10 Agosto 2012 | 06h07

ilustração pojucanDependendo do momento em que se forma nos estádios, a chamada ‘ôla’ não é puro reflexo da alegria de torcedor. Quando acontece com o jogo em andamento, a onda humana em movimento também pode ser interpretada como reação coletiva do público ao tédio que o espetáculo apresentado transmite ao espectador.
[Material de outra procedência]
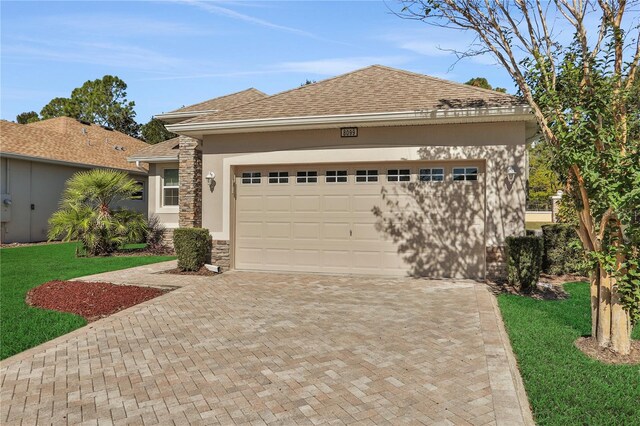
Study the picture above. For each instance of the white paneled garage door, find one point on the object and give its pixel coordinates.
(320, 218)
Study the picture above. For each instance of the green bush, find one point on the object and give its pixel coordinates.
(524, 262)
(563, 252)
(193, 247)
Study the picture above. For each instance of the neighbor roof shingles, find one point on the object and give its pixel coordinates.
(62, 139)
(374, 89)
(167, 149)
(225, 102)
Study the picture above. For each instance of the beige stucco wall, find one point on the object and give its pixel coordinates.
(501, 144)
(40, 184)
(168, 216)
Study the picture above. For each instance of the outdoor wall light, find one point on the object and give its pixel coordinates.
(210, 177)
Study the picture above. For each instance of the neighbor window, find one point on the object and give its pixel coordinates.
(139, 194)
(431, 175)
(170, 187)
(249, 178)
(336, 176)
(278, 177)
(398, 175)
(366, 175)
(465, 173)
(307, 177)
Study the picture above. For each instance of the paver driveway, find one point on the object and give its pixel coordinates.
(276, 348)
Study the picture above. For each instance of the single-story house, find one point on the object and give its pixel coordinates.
(377, 171)
(37, 159)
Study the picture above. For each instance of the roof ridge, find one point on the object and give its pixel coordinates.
(304, 86)
(445, 81)
(250, 89)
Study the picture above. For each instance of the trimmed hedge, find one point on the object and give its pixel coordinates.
(193, 247)
(562, 254)
(524, 262)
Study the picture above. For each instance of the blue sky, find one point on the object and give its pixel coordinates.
(175, 53)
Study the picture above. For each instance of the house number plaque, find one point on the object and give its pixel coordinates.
(349, 132)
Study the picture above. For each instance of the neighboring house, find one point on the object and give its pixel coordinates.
(302, 180)
(37, 159)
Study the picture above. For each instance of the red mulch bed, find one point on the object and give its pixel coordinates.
(90, 300)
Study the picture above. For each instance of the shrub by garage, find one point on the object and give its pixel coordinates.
(563, 253)
(193, 247)
(524, 262)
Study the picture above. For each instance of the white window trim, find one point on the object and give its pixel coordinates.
(336, 177)
(465, 174)
(160, 207)
(443, 174)
(306, 177)
(366, 176)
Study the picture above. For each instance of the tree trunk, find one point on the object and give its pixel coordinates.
(610, 322)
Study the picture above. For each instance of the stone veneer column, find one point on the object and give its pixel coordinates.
(190, 173)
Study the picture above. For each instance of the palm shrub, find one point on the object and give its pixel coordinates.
(87, 214)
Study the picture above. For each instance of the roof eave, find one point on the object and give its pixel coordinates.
(69, 163)
(152, 159)
(403, 118)
(175, 117)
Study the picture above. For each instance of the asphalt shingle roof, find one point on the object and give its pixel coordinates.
(374, 89)
(66, 139)
(225, 102)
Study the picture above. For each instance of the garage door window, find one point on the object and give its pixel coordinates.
(307, 177)
(170, 187)
(249, 178)
(366, 176)
(398, 175)
(278, 177)
(336, 176)
(431, 175)
(465, 173)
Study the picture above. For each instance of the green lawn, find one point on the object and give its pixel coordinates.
(564, 386)
(22, 268)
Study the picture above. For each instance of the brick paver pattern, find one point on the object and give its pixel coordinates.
(254, 348)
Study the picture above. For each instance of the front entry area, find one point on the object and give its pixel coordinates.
(393, 219)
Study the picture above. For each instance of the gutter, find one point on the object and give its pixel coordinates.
(152, 159)
(179, 116)
(67, 163)
(463, 115)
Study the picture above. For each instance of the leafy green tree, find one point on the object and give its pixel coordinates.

Ainda que de forma inconsciente, seria uma espécie de desagravo à falta generalizada de empenho – ou de talento – em jogo: “A gente não precisa de vocês para se divertir, seus bobos!”

Ôooooooooo!!!

Tem ‘ôla’ que é quase desrespeitosa com o atleta! O cara treina a vida inteira para brilhar naquele momento e, justo na hora, está todo mundo em volta preocupado em não perder sua vez de se levantar num pulinho com as mãos pra cima, sem dar a menor bola para o que rola no palco principal.

A ‘ôla’, nessas circunstâncias, transfere para a plateia a responsabilidade pelo espetáculo, rouba a cena de quem não cumpre seu papel no scripit.

Presta só atenção amanhã na final Brasil x México de futebol. Se aos 20 minutos do primeiro tempo a galera ensaiar a coreografia característica da coisa no estádio de Wembley, capaz de o jogo se arrastar de ‘ôla’ em ‘ôla’ até a disputa de pênaltis.